The outcome of this image consciousness has led to marketing having the same problem as the advertising industry: the intended audience has shifted from the public to peers, and the objective has shifted from effectiveness in the market to “effectiveness” inside the industry. Effectiveness is no longer determined by commercial returns or the contribution to business performance, rather how much other marketers are talking about it on social media. A short scroll will show a post about some ‘brave’ or ‘bold’ piece of marketing with hundreds of comments praising and celebrating it as a success; it’s also conspicuous that not one of the comments will be asking about its objectives, its performance against them, or discussing any quantitative results. Much like the goal of advertising has become winning industry awards, the goal of marketing is winning industry attention. For fear of being called old-fashioned, I believe that the success of marketing is determined by how well it performed against its objectives, not the number of other marketers that like it or have an opinion about it.

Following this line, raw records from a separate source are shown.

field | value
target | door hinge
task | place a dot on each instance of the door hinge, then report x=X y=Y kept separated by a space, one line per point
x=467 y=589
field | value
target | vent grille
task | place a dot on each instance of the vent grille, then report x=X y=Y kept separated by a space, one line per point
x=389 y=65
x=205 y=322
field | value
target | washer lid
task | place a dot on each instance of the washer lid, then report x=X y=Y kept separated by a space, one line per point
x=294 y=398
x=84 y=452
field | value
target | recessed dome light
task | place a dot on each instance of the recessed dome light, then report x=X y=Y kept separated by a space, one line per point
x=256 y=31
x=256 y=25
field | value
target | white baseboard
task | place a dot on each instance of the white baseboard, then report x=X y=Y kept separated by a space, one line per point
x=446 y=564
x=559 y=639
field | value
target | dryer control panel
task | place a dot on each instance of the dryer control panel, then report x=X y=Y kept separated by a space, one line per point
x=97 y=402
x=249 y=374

These outputs may get the attention of marketers, but it comes at the expense of being irrelevant to prospects and customers. The general public don’t know and couldn’t care less about the theory and practice of marketing, so the demonstration of it doesn’t increase its appeal to them; and the content doesn’t address their needs and wants or show it solves their problems, so it doesn’t resonate with them. This makes the marketing ineffective because it doesn’t get their attention, so it can’t appeal to them; if it can’t appeal to them it can’t resonate with them; if it doesn’t resonate with them, it won’t get them to take action.
OUTCOME
The revolutionary mindset warps priorities by placing form over function, as signalling ‘modernity’ to other marketers is more important than triggering action in the market. The focus is on outputs that other marketers consider to be good, not convincing prospects and customers that the product is worth buying. The “adapt or die” philosophy forces superfluous change that creates inconsistency and incoherence, stopping things being done properly and taking focus away from the things that matter; and self-consciousness that moves focus away from generating interest and desire in the market toward displaying modishness to others in the discipline. The anti-education sentiment has removed the theoretical foundations that provide a robust and holistic marketing programme, and the anti-establishment sentiment fills it with untested and unvalidated practices.